Tuesday, 24 March 2026

Intercontinental Range

Donald Trump calls Reza Pahlavi "the Loser Prince", but Pahlavi briefs that Trump had meant him when he had boasted of controlling the Strait of Hormuz jointly with "whoever the next ayatollah is". Bless.

A fatwa ordering support for Iran has been issued by Grand Mufti Sheikh Sadiq al-Ghariani, who was installed by David Cameron and an ungrateful Nicolas Sarkozy when they delivered Libya to the people who ungratefully went on to perpetrate the Manchester Arena attack.

As their first act in the new Libya was to legalise polygamy since there could be no law contrary to the Quran, so the Western-installed regime in the new Syria is trying to ban alcohol, initially by restricting its sale to Christian areas the more to make them targets for terrorist attack. President Ahmed al-Sharaa, who is otherwise Abu Mohammad al-Julani in the manner of "Tommy Robinson", is a sometime second-in-command both of Al-Qaeda and of the so-called Islamic State.

But at least the expressions of outrage on the streets of Damascus constitute any kind of popular uprising. There has been no such thing in Iran. Nor in Cuba, which mirrors Iran in being blockaded on the orders of well-connected "exiles" in the United States. The Cuban economic model can be held up as a failure because Trump has cut off its oil supply. Well, Trump has now cut off a lot of countries' oil supplies. What will the effects of that prove?

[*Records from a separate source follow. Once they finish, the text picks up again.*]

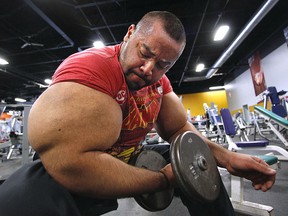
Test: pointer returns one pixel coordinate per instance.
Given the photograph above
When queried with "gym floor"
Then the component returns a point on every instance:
(276, 197)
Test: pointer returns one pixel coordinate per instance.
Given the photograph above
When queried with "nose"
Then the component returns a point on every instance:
(147, 67)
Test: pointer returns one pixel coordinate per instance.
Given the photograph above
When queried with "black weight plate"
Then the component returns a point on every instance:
(157, 201)
(194, 167)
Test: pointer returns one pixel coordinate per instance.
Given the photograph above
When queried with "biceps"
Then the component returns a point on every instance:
(81, 119)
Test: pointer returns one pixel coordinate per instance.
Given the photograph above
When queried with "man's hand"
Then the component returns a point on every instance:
(253, 169)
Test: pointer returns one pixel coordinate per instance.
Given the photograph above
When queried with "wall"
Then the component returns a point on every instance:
(195, 101)
(275, 65)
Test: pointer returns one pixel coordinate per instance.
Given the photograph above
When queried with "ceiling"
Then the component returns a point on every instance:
(37, 35)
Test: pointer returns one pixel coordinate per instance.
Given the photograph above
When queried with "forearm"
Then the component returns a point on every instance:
(220, 154)
(100, 175)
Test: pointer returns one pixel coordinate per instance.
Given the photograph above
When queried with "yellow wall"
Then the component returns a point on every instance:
(195, 101)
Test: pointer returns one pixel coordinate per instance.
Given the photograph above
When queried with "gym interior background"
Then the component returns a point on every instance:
(37, 35)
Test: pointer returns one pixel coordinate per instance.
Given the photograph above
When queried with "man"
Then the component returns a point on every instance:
(95, 115)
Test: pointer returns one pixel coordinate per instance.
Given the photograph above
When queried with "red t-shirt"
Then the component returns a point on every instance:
(101, 70)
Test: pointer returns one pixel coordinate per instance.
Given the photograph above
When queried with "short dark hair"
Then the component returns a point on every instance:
(171, 24)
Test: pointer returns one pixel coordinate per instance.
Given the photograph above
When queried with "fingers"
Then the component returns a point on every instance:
(263, 182)
(263, 167)
(167, 170)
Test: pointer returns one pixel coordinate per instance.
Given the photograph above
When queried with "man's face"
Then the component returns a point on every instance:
(146, 55)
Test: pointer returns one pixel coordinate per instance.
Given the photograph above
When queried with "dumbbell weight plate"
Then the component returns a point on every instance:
(157, 201)
(194, 167)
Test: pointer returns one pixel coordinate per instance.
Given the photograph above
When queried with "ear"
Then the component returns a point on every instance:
(130, 31)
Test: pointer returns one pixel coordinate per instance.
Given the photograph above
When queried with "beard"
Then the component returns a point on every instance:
(135, 81)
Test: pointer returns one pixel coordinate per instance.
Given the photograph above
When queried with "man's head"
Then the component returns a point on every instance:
(151, 48)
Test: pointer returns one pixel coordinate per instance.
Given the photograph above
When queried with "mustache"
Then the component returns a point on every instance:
(141, 75)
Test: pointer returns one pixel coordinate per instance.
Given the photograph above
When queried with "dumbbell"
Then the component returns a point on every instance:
(194, 168)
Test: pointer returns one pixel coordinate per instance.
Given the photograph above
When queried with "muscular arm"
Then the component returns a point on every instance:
(69, 126)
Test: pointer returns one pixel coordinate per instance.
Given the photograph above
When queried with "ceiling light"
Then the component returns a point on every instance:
(3, 61)
(200, 67)
(48, 81)
(221, 32)
(216, 87)
(19, 100)
(98, 44)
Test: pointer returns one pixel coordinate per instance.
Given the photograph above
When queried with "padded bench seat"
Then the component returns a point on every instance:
(257, 143)
(272, 115)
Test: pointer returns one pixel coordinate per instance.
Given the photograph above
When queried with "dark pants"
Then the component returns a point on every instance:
(30, 191)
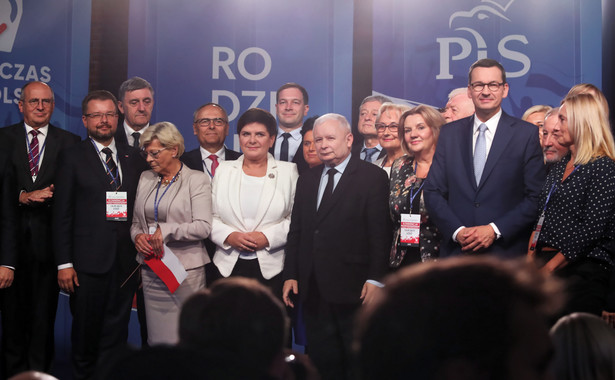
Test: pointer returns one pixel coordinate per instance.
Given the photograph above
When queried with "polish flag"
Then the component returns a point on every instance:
(168, 269)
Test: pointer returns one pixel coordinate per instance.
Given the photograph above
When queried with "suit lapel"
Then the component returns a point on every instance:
(502, 137)
(268, 192)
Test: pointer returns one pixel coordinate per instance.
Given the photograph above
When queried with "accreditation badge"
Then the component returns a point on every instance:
(410, 230)
(117, 206)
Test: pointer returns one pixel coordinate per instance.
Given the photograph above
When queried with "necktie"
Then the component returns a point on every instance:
(112, 169)
(214, 163)
(136, 136)
(33, 156)
(329, 188)
(480, 152)
(369, 154)
(284, 147)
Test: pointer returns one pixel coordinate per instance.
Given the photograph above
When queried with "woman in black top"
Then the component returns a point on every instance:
(576, 230)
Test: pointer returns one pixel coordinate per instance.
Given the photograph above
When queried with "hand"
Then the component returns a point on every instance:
(155, 240)
(36, 196)
(288, 286)
(6, 277)
(476, 238)
(66, 278)
(143, 246)
(241, 241)
(260, 239)
(369, 293)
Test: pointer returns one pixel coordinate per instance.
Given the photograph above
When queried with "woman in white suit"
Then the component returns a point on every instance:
(172, 208)
(252, 203)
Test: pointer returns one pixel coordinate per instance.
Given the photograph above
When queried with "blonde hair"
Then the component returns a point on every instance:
(584, 348)
(588, 88)
(534, 109)
(433, 119)
(589, 128)
(166, 133)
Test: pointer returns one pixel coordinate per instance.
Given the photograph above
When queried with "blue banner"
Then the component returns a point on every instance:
(238, 53)
(48, 41)
(422, 51)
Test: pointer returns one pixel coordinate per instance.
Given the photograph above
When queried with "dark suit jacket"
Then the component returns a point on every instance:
(507, 194)
(347, 241)
(36, 219)
(194, 160)
(298, 159)
(82, 235)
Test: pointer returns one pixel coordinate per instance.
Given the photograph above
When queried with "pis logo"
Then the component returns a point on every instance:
(459, 22)
(10, 16)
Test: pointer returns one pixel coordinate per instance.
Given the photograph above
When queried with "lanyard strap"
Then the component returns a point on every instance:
(116, 178)
(156, 199)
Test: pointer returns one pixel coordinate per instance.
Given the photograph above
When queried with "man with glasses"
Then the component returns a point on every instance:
(210, 127)
(136, 102)
(92, 215)
(29, 304)
(483, 186)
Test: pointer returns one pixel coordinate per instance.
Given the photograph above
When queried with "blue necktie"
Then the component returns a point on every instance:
(480, 152)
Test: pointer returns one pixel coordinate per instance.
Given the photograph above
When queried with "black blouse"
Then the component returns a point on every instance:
(580, 214)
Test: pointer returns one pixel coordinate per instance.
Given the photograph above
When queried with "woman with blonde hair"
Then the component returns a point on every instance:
(418, 132)
(576, 226)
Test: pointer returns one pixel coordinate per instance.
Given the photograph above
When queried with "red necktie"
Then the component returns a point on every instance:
(214, 163)
(33, 153)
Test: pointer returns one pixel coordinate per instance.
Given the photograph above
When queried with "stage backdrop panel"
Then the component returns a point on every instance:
(237, 53)
(423, 50)
(49, 41)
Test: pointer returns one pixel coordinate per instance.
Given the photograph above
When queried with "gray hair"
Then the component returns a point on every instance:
(133, 84)
(341, 120)
(376, 98)
(165, 132)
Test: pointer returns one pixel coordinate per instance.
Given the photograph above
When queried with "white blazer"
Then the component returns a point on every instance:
(273, 215)
(188, 219)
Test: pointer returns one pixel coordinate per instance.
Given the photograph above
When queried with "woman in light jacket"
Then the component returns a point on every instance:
(252, 203)
(172, 208)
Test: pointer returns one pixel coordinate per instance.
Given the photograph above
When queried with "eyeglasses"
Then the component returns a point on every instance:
(493, 86)
(218, 122)
(99, 116)
(380, 127)
(154, 153)
(33, 103)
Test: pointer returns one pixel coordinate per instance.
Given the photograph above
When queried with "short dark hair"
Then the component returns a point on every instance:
(97, 95)
(133, 84)
(308, 125)
(428, 316)
(210, 104)
(215, 319)
(487, 62)
(257, 115)
(306, 99)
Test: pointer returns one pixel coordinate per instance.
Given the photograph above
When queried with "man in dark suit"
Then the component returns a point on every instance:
(338, 243)
(136, 102)
(368, 148)
(487, 172)
(29, 306)
(210, 124)
(94, 252)
(291, 107)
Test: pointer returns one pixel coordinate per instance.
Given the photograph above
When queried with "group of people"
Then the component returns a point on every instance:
(316, 215)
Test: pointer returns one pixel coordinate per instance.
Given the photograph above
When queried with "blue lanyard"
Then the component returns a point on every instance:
(554, 188)
(115, 179)
(40, 152)
(156, 200)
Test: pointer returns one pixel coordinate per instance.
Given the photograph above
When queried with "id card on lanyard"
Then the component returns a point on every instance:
(117, 206)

It is never about political rights in the narrower sense. There has been no regime change in Venezuela. There looks unlikely to be any in Iran. We are at war, and Britain has been in this war from the start, for one of the two most repressive regimes in the world, with only North Korea equalling Saudi Arabia, and for several more that are scarcely any better. And look up the relations between Nick Candy, Treasurer of Reform UK, and the Nicaragua of Rosario Murillo and Daniel Ortega, winner of the 2009 Al-Gaddafi International Prize for Human Rights.